Im dritten Teil werden die Bilder und Gemälde in „Psycho“ untersucht. Die Analyse konzentriert sich auf die Bedeutung von Vorbildern, Jetztbildern und Nachbildern sowie auf den Einfluss der Bilder auf die narrative Struktur des Films.
Der vierte Teil befasst sich mit den filmischen Mitteln des Bildformats, des Kasch und der Schwarz-Weiß-Wahl. Die Bedeutung dieser Elemente für die visuelle Wahrnehmung des Zuschauers wird anhand von konkreten Beispielen aus „Psycho“ erläutert.
Im fünften Teil wird Mimik und Gestik in „Psycho“ analysiert, insbesondere im Hinblick auf Normans Persönlichkeitsspaltung.
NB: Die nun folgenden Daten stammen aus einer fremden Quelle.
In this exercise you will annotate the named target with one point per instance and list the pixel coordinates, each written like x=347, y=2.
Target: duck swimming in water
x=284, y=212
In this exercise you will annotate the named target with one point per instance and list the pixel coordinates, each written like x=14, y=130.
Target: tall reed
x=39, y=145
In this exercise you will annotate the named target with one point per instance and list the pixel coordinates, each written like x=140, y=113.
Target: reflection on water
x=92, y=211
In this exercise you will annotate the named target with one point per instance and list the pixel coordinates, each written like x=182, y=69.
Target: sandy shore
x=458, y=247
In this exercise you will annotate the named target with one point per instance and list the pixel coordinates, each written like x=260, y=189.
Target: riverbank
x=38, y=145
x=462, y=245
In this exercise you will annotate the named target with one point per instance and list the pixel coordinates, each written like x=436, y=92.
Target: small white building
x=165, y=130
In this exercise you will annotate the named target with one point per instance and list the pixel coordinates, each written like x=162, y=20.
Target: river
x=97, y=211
Anhand von einzelnen Filmbeispielen wird gezeigt, wie Hitchcock den Zuschauer durch die Wahl von Mimik und Gestik unbewusst auf die Doppelbödigkeit der Figur Normans hinweist.
Der sechste Teil befasst sich mit der Bedeutung von Kurz-Zeitbildern in „Psycho“. Anhand verschiedener Filmbeispiele wird gezeigt, wie Hitchcock den Zuschauer durch den Einsatz von kurzen, flüchtigen Bildern in einen regressiven, kontemplativen Zustand versetzt und so die unbewusste Wahrnehmung des Films intensiviert.
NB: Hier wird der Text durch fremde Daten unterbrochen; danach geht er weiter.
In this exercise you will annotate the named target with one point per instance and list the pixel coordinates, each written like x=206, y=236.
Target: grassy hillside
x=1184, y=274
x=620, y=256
Der letzte Teil der Arbeit bietet eine abschließende Aussicht auf die Erkenntnisse der Analyse und reflektiert die Bedeutung des Körpers und der unbewussten Wahrnehmung in der Filmanalyse.
Schlüsselwörter (Keywords)
Die Schlüsselwörter dieser Arbeit umfassen die unbewusste Wahrnehmung, die somatisch-affektive Rezeption, die „Bildwissenschaft“, der Spiegel als Metapher und Allegorie, Bilder als Vor-, Jetzt- und Nachbilder, Bildformat, Kasch, Schwarz-Weiß, Mimik, Gestik, Kurz-Zeitbilder, „Psycho“, Alfred Hitchcock, die „Apparatustheorie“, der Körper, und der Film als „Kino der Sensationen“.